By Dan Schulte, J.D.
MDA Legal Counsel
From the July 2008 issue of the Journal
Question: I retired from active practice last year and obtained a special volunteer license to practice dentistry. I now donate my services to free dental clinics. I stopped paying for malpractice insurance because I heard I could no longer be sued for malpractice. Should I be practicing without malpractice insurance?
Answer: You should strongly consider purchasing a minimum amount of malpractice insurance to cover the services that you are providing. The Special Volunteer License Statute was enacted in 2006 (MCL 333.16184). This statute provides a special volunteer license category for M.D.s, D.O.s, podiatrists and dentists who want to donate their services following retirement.
In order to be eligible for a special volunteer license you must first retire from the active practice of dentistry. The statute requires that your active practice license actually expire and that you have the intention of ceasing to engage in the practice of dentistry for compensation. You will be asked on the application for a special volunteer license to verify that you were previously licensed in good standing and to acknowledge that you will not seek compensation nor do you expect compensation for any of the services you provide under the special volunteer license. If you have been out of active practice for more than three years, you will be required to document that during the three-year period immediately preceding the date of your application that you have attended at least two-thirds of the normally required continuing education. Licensure fees are waived.
MCL 333.16185 provides "a physician" immunity against malpractice claims of "the physician" pursuant to a special volunteer license if (1) The care was provided at a health facility or agency that provides at least 75 percent of its care annually to medically indigent individuals (i.e. generally, patients receiving state or federal financial assistance); and (2) "The physician" does not receive and does not intend to receive compensation for providing the care. This immunity will not apply if the malpractice amounts to gross negligence (i.e., conduct so reckless as to demonstrate a substantial lack of concern for whether an injury results).

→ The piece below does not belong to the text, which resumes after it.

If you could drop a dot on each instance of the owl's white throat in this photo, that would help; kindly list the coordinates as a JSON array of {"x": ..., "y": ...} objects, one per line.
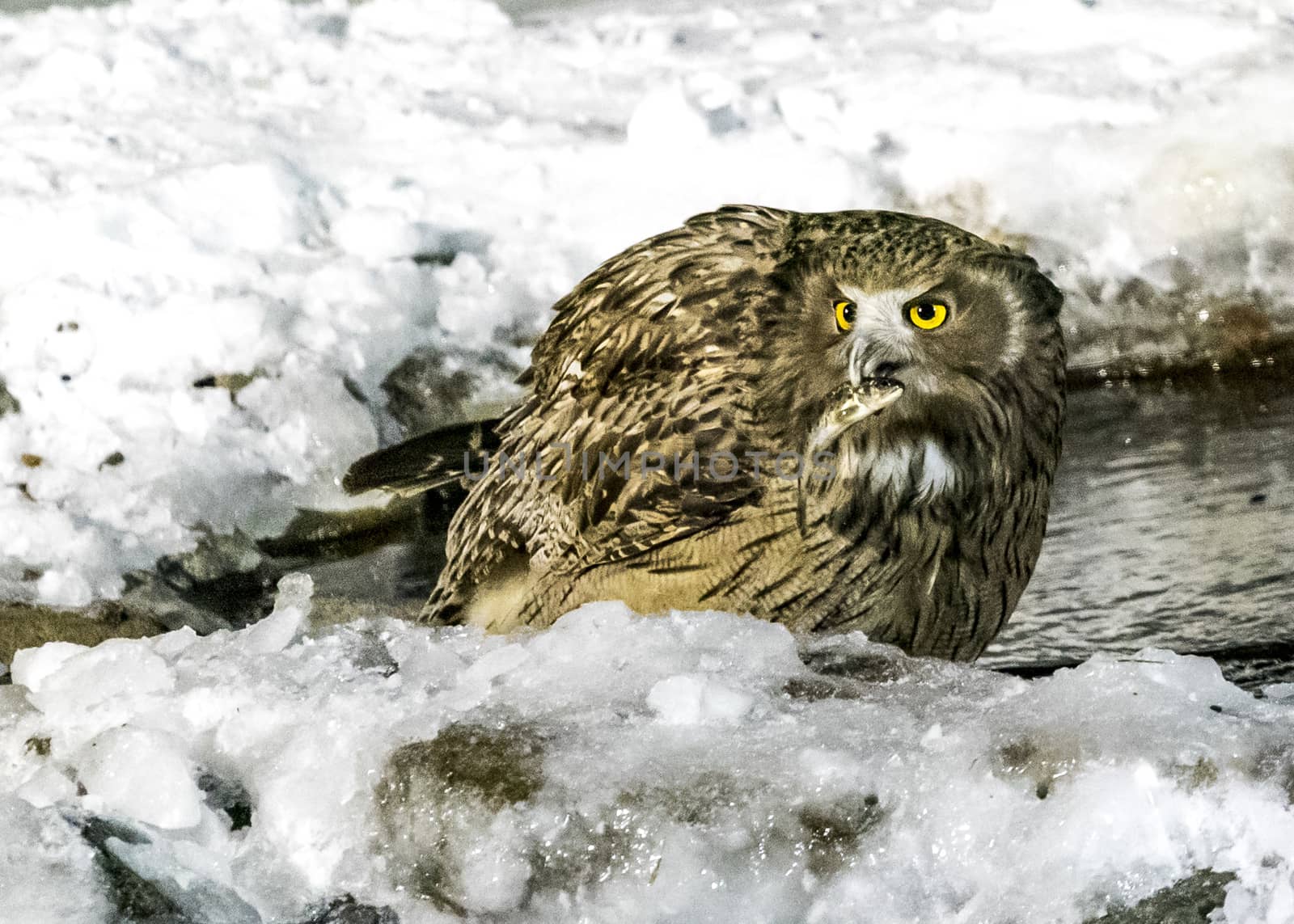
[{"x": 919, "y": 467}]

There are several reasons why dentists practicing under a special volunteer license should continue to carry malpractice insurance. First, if you volunteer your time at a dental clinic you may have no way of verifying that the clinic provides 75 percent of its care annually to medically indigent individuals. If it turns out that your clinic does not, the immunity from malpractice liability will not apply.
Second, there is no immunity against acts of gross negligence or claims of acts of gross negligence. Should you be sued and the complaint include a count alleging gross negligence the immunity will not apply and you will be faced with funding the defense of the gross negligence count and any settlement or verdict resulting from that count.
Third, the immunity statute uses the words "a physician" repeatedly, unlike MCL 333.16184 which specifically includes podiatrists and dentists and refers to dental care. The immunity statute has not yet been tested in court. It is certainly possible that an aggrieved dental patient may make the argument that the Legislature in enacting the immunity statute intended that it only apply to M.D.s and D.O.s. This argument would be bolstered by the fact that in an earlier part of the Public Health Code (MCL 333.9701(h)) physician is defined to include only licensed M.D.s and D.O.s. Unless the immunity statute is amended to have language consistent with the volunteer licensing licensee statute the possibility exists that it may be construed by a court not to apply to dentists and dental services.
For all these reasons, I believe it would be wise to maintain malpractice insurance despite the fact that you are retired and providing services only pursuant to a special volunteer license.